[SOLVED]Using k-means clustering on web log data

Regular Contributor

[SOLVED]Using k-means clustering on web log data

I have a data set from a access web log file which I'm interested in finding similar clusters. (I'm an absolute beginner of data mining). So far I have referred many research papers on the same problem domain.

An Efficient Approach for Clustering Web Access Patterns from Web Logs

Classifying the user intent of web queries using k-means clustering

I want to use k-means clustering to cluster web pages. Although these papers discuss about the algorithm, they do not specify the way of providing input data set. k-means calculate similarity between data points using Euclidean distance. So how to normalize my dataset to be mined using k-means since urls can not directly used for k-means. Any help/good reference on this?

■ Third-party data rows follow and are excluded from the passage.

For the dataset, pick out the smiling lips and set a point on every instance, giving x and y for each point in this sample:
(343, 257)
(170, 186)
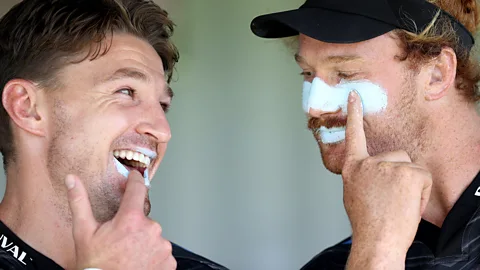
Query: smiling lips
(133, 159)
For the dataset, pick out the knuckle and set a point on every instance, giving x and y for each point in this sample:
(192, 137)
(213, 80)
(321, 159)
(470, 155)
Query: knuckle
(173, 263)
(167, 247)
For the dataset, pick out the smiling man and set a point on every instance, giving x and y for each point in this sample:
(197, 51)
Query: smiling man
(390, 91)
(85, 90)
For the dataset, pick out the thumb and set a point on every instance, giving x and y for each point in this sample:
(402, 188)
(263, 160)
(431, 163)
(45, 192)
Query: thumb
(84, 224)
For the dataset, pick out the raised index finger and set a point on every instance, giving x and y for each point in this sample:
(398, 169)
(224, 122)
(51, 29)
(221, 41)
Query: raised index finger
(355, 141)
(135, 193)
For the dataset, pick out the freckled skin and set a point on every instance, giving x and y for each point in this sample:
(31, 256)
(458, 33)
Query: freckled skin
(400, 126)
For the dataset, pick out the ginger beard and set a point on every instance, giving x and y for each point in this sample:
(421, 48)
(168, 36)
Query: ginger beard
(400, 126)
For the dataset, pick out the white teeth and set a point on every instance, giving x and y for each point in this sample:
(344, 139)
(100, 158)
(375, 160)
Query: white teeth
(131, 155)
(136, 156)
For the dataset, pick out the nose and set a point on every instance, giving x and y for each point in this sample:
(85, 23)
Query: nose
(320, 99)
(317, 113)
(154, 123)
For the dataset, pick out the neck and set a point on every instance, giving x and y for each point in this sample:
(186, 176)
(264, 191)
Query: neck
(37, 211)
(453, 159)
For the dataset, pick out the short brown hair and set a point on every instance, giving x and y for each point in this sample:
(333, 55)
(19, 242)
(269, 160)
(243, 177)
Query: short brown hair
(39, 37)
(420, 48)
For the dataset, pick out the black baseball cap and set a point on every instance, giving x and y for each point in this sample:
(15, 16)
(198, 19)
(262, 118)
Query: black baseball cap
(350, 21)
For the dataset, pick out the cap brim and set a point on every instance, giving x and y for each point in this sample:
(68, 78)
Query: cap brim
(321, 24)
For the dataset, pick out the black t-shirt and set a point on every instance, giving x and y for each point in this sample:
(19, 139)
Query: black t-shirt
(455, 246)
(17, 255)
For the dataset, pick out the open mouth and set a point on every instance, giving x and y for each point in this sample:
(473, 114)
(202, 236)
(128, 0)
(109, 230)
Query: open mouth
(132, 160)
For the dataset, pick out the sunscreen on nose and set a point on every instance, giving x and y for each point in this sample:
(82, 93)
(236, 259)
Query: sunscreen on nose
(318, 95)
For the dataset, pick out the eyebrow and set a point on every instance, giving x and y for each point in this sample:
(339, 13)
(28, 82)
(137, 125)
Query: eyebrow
(125, 73)
(336, 59)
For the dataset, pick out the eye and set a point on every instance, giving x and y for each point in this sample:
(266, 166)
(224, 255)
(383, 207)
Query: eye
(306, 74)
(126, 91)
(345, 75)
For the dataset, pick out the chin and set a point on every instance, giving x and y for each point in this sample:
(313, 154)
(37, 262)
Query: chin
(333, 156)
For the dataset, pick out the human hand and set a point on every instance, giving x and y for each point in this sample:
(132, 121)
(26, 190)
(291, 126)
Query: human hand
(129, 241)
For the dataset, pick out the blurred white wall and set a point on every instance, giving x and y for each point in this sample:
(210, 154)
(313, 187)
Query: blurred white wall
(242, 182)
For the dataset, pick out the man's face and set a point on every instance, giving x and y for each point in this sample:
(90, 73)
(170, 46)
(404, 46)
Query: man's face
(112, 106)
(399, 126)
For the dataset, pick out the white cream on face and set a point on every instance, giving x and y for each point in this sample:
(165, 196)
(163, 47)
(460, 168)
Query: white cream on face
(318, 95)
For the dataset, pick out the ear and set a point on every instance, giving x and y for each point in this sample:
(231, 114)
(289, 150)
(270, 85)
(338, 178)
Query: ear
(20, 100)
(442, 73)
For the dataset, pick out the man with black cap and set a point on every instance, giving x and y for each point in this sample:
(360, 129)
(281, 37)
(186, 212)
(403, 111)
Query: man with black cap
(390, 94)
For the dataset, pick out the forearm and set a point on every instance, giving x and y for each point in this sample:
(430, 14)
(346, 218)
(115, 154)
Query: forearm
(376, 257)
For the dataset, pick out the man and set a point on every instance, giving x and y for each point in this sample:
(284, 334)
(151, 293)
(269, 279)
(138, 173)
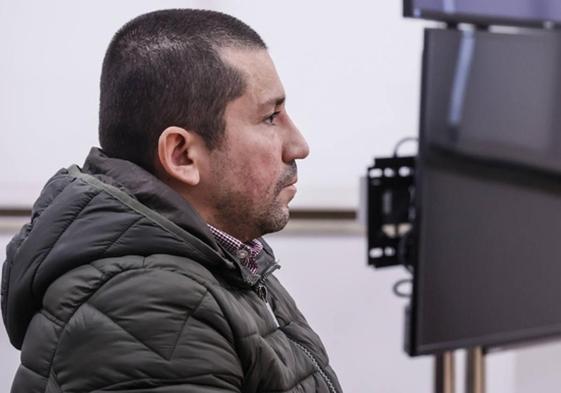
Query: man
(144, 271)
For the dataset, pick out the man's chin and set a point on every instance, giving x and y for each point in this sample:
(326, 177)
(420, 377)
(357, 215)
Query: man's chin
(276, 220)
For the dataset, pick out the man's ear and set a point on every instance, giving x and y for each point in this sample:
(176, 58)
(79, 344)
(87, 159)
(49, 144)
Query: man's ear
(179, 152)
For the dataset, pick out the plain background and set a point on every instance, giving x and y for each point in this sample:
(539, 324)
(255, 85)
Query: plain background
(352, 73)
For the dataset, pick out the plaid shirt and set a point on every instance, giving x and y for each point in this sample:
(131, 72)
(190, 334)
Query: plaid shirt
(246, 252)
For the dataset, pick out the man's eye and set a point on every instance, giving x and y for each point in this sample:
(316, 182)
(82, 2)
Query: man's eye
(271, 119)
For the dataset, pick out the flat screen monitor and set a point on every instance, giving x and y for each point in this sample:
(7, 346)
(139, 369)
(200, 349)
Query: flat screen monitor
(488, 12)
(488, 191)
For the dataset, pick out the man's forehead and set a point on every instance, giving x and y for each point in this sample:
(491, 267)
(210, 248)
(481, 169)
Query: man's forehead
(258, 70)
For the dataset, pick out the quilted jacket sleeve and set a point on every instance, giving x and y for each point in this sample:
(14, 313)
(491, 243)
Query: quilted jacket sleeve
(147, 330)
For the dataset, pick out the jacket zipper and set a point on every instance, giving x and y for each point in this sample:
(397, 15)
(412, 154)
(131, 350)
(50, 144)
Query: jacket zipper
(261, 291)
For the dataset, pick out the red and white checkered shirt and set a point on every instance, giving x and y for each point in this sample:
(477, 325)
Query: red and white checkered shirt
(246, 252)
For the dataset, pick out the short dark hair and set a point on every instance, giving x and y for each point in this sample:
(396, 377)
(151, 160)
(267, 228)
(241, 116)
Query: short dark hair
(164, 69)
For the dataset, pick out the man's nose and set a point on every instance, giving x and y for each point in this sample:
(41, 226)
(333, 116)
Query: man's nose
(296, 147)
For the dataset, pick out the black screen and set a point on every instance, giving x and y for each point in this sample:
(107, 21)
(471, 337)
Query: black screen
(510, 12)
(488, 191)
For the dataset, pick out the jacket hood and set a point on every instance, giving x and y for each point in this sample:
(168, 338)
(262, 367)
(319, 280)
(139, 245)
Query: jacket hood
(110, 208)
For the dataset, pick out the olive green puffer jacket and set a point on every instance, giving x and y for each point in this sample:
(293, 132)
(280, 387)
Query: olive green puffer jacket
(116, 285)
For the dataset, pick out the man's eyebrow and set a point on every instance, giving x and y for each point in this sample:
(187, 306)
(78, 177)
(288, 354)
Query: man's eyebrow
(276, 101)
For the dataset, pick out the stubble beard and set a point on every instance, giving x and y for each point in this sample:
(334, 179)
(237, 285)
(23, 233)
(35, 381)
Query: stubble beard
(246, 219)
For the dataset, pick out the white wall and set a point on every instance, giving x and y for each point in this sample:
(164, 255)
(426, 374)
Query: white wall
(351, 73)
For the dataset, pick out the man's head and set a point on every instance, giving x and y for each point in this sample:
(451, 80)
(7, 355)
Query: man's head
(218, 130)
(164, 68)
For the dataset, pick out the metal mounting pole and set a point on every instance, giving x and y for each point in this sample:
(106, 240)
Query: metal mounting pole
(475, 370)
(444, 373)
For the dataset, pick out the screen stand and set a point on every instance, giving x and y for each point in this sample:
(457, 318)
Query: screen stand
(444, 372)
(475, 370)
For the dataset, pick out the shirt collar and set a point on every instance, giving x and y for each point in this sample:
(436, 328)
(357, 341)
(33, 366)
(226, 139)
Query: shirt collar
(247, 253)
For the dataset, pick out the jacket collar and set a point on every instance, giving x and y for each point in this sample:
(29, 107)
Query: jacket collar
(148, 190)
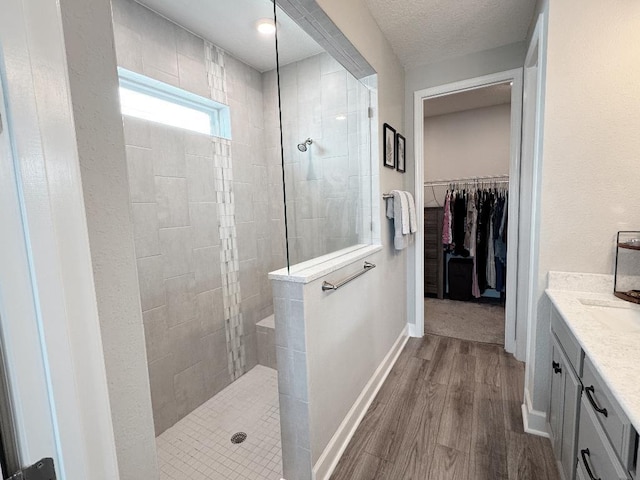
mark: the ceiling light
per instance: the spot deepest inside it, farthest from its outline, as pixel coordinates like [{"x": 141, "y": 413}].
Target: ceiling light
[{"x": 266, "y": 26}]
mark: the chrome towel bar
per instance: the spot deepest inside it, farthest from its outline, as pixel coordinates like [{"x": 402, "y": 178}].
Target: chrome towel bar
[{"x": 330, "y": 286}]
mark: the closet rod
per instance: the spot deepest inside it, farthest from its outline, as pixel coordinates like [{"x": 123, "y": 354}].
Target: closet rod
[{"x": 488, "y": 178}]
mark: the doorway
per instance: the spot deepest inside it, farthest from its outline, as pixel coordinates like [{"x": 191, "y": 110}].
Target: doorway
[{"x": 453, "y": 100}]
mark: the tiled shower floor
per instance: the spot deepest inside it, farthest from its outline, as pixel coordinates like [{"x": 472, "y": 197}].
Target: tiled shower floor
[{"x": 199, "y": 446}]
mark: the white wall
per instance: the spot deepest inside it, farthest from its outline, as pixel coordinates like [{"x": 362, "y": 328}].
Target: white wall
[
  {"x": 355, "y": 21},
  {"x": 591, "y": 147},
  {"x": 468, "y": 144}
]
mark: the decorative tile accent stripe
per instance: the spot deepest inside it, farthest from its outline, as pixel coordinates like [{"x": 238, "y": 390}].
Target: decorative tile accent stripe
[{"x": 229, "y": 262}]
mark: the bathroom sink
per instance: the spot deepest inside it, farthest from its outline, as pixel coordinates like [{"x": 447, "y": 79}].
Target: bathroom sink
[
  {"x": 619, "y": 317},
  {"x": 613, "y": 303}
]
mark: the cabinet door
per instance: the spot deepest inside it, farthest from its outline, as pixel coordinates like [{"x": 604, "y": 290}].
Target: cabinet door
[
  {"x": 556, "y": 405},
  {"x": 569, "y": 454}
]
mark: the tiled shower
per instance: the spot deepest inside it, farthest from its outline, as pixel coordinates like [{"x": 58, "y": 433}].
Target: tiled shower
[{"x": 209, "y": 213}]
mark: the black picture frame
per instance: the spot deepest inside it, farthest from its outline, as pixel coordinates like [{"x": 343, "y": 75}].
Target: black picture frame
[
  {"x": 389, "y": 151},
  {"x": 401, "y": 153}
]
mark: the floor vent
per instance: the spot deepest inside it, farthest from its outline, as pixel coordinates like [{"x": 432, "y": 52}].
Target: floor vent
[{"x": 238, "y": 437}]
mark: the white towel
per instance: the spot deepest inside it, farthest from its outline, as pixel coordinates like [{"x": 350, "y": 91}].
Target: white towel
[
  {"x": 398, "y": 210},
  {"x": 413, "y": 220}
]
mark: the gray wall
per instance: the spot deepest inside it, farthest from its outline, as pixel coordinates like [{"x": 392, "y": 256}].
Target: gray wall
[{"x": 173, "y": 184}]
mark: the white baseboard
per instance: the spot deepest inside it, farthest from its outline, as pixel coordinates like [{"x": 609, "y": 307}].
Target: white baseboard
[
  {"x": 413, "y": 329},
  {"x": 327, "y": 462},
  {"x": 534, "y": 421}
]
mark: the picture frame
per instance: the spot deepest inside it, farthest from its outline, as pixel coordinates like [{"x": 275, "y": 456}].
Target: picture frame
[
  {"x": 389, "y": 151},
  {"x": 401, "y": 153}
]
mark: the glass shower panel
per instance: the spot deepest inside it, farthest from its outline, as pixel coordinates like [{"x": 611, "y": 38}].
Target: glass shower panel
[{"x": 326, "y": 151}]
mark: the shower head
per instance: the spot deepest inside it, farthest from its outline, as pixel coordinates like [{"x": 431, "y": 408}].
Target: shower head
[{"x": 303, "y": 146}]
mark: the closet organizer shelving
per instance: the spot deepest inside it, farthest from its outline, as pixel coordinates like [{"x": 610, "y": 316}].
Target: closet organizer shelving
[{"x": 493, "y": 187}]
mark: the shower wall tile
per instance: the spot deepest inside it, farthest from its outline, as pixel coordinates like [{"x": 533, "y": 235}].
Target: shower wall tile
[
  {"x": 163, "y": 395},
  {"x": 198, "y": 144},
  {"x": 179, "y": 219},
  {"x": 204, "y": 224},
  {"x": 145, "y": 229},
  {"x": 185, "y": 344},
  {"x": 137, "y": 132},
  {"x": 168, "y": 149},
  {"x": 176, "y": 245},
  {"x": 244, "y": 207},
  {"x": 251, "y": 346},
  {"x": 247, "y": 242},
  {"x": 140, "y": 170},
  {"x": 126, "y": 42},
  {"x": 214, "y": 352},
  {"x": 249, "y": 278},
  {"x": 190, "y": 391},
  {"x": 156, "y": 333},
  {"x": 181, "y": 305},
  {"x": 173, "y": 205},
  {"x": 150, "y": 273},
  {"x": 190, "y": 73},
  {"x": 209, "y": 311},
  {"x": 214, "y": 383},
  {"x": 207, "y": 269},
  {"x": 201, "y": 175},
  {"x": 189, "y": 44}
]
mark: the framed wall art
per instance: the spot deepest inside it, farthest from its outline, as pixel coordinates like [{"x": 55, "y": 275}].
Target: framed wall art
[
  {"x": 401, "y": 157},
  {"x": 389, "y": 157}
]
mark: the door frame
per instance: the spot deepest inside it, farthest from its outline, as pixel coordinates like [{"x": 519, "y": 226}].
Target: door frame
[
  {"x": 515, "y": 76},
  {"x": 535, "y": 421}
]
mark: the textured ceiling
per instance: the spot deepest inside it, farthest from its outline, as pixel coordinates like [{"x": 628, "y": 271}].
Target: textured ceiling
[
  {"x": 468, "y": 100},
  {"x": 230, "y": 24},
  {"x": 426, "y": 31}
]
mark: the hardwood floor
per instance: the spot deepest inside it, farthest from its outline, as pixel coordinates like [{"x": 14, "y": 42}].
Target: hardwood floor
[{"x": 449, "y": 409}]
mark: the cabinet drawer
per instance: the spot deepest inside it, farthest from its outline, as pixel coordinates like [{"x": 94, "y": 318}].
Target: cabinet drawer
[
  {"x": 615, "y": 423},
  {"x": 569, "y": 344},
  {"x": 594, "y": 450}
]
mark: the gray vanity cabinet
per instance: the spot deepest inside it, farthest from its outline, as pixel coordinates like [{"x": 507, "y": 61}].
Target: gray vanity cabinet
[
  {"x": 563, "y": 410},
  {"x": 591, "y": 436}
]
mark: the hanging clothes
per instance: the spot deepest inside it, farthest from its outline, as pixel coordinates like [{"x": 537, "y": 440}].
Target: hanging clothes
[
  {"x": 472, "y": 223},
  {"x": 459, "y": 223},
  {"x": 491, "y": 259},
  {"x": 475, "y": 224},
  {"x": 446, "y": 227}
]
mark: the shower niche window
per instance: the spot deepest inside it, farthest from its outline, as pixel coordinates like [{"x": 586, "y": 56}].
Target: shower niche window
[{"x": 148, "y": 99}]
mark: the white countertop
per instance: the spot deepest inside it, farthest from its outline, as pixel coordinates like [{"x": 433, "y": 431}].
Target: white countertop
[{"x": 608, "y": 338}]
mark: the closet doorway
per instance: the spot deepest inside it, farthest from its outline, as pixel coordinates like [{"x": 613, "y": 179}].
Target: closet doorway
[{"x": 467, "y": 180}]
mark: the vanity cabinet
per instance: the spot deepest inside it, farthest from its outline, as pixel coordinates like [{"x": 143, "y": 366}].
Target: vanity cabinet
[
  {"x": 564, "y": 402},
  {"x": 591, "y": 436}
]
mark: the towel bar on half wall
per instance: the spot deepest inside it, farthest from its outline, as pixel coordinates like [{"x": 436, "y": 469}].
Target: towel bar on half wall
[{"x": 331, "y": 286}]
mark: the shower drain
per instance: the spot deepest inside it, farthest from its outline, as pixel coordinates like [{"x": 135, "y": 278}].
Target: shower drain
[{"x": 238, "y": 437}]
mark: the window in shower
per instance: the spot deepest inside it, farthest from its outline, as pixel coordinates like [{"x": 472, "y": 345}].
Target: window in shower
[{"x": 149, "y": 99}]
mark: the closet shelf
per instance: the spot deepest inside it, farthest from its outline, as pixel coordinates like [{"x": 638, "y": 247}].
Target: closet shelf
[{"x": 630, "y": 245}]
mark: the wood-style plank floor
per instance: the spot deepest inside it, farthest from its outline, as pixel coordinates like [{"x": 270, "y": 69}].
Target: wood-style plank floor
[{"x": 449, "y": 409}]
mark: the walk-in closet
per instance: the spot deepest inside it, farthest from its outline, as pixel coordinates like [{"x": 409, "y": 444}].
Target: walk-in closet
[{"x": 466, "y": 206}]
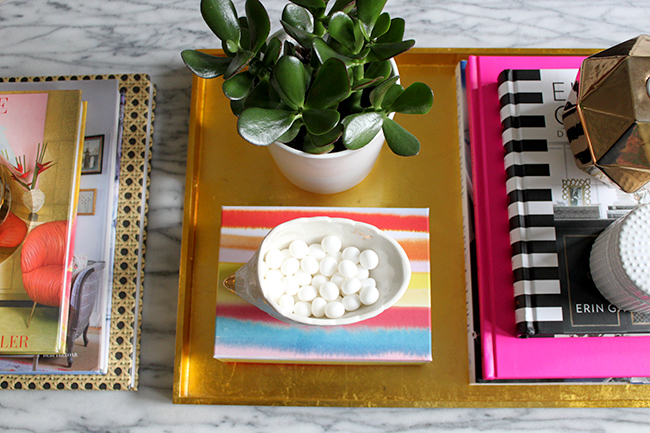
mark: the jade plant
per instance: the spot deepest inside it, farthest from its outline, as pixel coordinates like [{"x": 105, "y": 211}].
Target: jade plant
[{"x": 324, "y": 84}]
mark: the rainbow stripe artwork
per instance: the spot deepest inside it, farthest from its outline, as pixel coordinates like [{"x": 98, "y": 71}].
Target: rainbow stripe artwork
[{"x": 399, "y": 335}]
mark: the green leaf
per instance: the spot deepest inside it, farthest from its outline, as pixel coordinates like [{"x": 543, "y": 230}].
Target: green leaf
[
  {"x": 415, "y": 99},
  {"x": 389, "y": 50},
  {"x": 369, "y": 10},
  {"x": 400, "y": 141},
  {"x": 330, "y": 86},
  {"x": 221, "y": 17},
  {"x": 289, "y": 75},
  {"x": 360, "y": 129},
  {"x": 378, "y": 93},
  {"x": 360, "y": 36},
  {"x": 238, "y": 87},
  {"x": 319, "y": 121},
  {"x": 395, "y": 32},
  {"x": 291, "y": 133},
  {"x": 342, "y": 6},
  {"x": 310, "y": 147},
  {"x": 325, "y": 52},
  {"x": 262, "y": 126},
  {"x": 263, "y": 96},
  {"x": 259, "y": 24},
  {"x": 304, "y": 38},
  {"x": 327, "y": 138},
  {"x": 364, "y": 83},
  {"x": 378, "y": 69},
  {"x": 245, "y": 38},
  {"x": 237, "y": 107},
  {"x": 239, "y": 62},
  {"x": 298, "y": 17},
  {"x": 341, "y": 28},
  {"x": 205, "y": 65},
  {"x": 272, "y": 52},
  {"x": 381, "y": 26},
  {"x": 310, "y": 4}
]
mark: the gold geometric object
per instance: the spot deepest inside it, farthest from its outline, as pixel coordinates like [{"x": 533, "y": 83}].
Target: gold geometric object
[{"x": 607, "y": 116}]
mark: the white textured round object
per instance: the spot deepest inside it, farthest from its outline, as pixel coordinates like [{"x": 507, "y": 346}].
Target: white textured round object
[
  {"x": 298, "y": 248},
  {"x": 334, "y": 310},
  {"x": 620, "y": 261},
  {"x": 331, "y": 244},
  {"x": 392, "y": 274}
]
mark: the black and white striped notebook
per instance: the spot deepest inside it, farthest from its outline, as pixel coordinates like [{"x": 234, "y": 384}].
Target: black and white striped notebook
[{"x": 551, "y": 204}]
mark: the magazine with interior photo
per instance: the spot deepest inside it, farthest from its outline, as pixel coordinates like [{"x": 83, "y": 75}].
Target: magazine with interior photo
[{"x": 41, "y": 134}]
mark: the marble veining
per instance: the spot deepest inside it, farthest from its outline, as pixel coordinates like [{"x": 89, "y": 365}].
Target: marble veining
[{"x": 46, "y": 37}]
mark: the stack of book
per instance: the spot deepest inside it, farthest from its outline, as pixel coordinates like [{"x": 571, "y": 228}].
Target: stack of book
[
  {"x": 531, "y": 217},
  {"x": 74, "y": 158}
]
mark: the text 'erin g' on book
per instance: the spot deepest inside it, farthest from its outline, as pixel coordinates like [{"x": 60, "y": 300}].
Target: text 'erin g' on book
[
  {"x": 503, "y": 354},
  {"x": 41, "y": 137}
]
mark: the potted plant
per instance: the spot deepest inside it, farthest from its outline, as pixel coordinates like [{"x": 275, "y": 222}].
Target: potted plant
[{"x": 324, "y": 89}]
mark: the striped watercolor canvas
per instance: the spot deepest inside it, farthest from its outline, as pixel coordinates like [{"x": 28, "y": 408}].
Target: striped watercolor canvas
[{"x": 401, "y": 334}]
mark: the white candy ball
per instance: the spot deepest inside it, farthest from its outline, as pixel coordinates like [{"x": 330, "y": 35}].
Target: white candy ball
[
  {"x": 318, "y": 280},
  {"x": 290, "y": 266},
  {"x": 304, "y": 279},
  {"x": 362, "y": 273},
  {"x": 336, "y": 255},
  {"x": 286, "y": 302},
  {"x": 328, "y": 266},
  {"x": 351, "y": 302},
  {"x": 274, "y": 274},
  {"x": 352, "y": 254},
  {"x": 291, "y": 285},
  {"x": 307, "y": 293},
  {"x": 298, "y": 249},
  {"x": 274, "y": 289},
  {"x": 369, "y": 295},
  {"x": 331, "y": 243},
  {"x": 329, "y": 291},
  {"x": 318, "y": 307},
  {"x": 274, "y": 258},
  {"x": 309, "y": 265},
  {"x": 369, "y": 259},
  {"x": 353, "y": 285},
  {"x": 302, "y": 309},
  {"x": 337, "y": 279},
  {"x": 334, "y": 310},
  {"x": 347, "y": 268},
  {"x": 316, "y": 251}
]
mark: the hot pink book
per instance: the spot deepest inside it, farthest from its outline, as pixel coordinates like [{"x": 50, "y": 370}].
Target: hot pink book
[{"x": 504, "y": 355}]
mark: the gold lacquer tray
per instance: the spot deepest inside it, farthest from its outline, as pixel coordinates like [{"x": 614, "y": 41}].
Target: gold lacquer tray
[{"x": 222, "y": 169}]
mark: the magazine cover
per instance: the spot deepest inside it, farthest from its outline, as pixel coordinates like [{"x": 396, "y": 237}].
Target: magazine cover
[
  {"x": 87, "y": 338},
  {"x": 40, "y": 141}
]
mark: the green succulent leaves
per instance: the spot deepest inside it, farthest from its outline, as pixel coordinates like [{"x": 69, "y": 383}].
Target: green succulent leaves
[{"x": 329, "y": 82}]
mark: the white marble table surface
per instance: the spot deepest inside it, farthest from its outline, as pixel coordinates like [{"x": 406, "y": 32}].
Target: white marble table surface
[{"x": 52, "y": 37}]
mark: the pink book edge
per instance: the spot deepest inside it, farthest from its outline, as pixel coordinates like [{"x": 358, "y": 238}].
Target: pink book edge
[{"x": 504, "y": 355}]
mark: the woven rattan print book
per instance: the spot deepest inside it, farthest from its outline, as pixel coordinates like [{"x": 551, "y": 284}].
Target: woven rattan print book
[{"x": 110, "y": 241}]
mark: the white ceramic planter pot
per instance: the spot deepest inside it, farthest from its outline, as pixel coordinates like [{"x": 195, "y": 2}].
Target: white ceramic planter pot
[{"x": 329, "y": 173}]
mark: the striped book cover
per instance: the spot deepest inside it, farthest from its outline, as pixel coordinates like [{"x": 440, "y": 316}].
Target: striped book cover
[
  {"x": 399, "y": 335},
  {"x": 555, "y": 212}
]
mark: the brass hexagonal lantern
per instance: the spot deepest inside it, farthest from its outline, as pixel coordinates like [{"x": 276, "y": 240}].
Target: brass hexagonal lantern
[{"x": 607, "y": 118}]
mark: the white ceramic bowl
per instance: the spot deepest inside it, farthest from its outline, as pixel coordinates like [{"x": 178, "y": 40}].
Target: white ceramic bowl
[{"x": 393, "y": 273}]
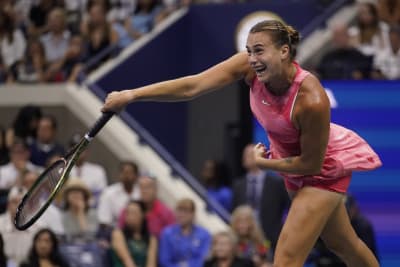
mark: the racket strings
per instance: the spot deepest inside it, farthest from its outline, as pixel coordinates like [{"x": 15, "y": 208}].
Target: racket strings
[{"x": 38, "y": 197}]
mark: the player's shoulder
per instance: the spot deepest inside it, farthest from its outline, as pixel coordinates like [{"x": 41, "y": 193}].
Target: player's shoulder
[{"x": 311, "y": 94}]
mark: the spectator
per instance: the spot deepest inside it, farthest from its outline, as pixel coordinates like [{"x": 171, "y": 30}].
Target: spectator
[
  {"x": 158, "y": 215},
  {"x": 92, "y": 174},
  {"x": 184, "y": 243},
  {"x": 223, "y": 252},
  {"x": 369, "y": 35},
  {"x": 38, "y": 14},
  {"x": 44, "y": 251},
  {"x": 45, "y": 145},
  {"x": 25, "y": 125},
  {"x": 120, "y": 10},
  {"x": 19, "y": 163},
  {"x": 31, "y": 68},
  {"x": 387, "y": 62},
  {"x": 133, "y": 245},
  {"x": 12, "y": 44},
  {"x": 251, "y": 241},
  {"x": 69, "y": 66},
  {"x": 4, "y": 154},
  {"x": 98, "y": 31},
  {"x": 115, "y": 197},
  {"x": 265, "y": 192},
  {"x": 389, "y": 11},
  {"x": 216, "y": 180},
  {"x": 3, "y": 258},
  {"x": 16, "y": 243},
  {"x": 344, "y": 61},
  {"x": 143, "y": 19},
  {"x": 56, "y": 40},
  {"x": 79, "y": 220},
  {"x": 362, "y": 226},
  {"x": 51, "y": 218}
]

Example Dataset(p1..pn are different web pages)


Regular Contributor

Re: Using k-means clustering on web log data

Hi Star,

I'm not an expert but the way I would approach the problem is to create a table with p1...pn as columns and individual users as rows.
The values filling the table would be the count of how many times a page has been visited by the user.

UserID p1 p2 p3 ..
User1 1 1 1 1
User2 1 1 0 0
User3 1 0 0 0

Just an idea.. Smiley Happy
Regular Contributor

Re: Using k-means clustering on web log data

Hi ighyboo,

Thanks for the reply, this is what exactly ended up in doing.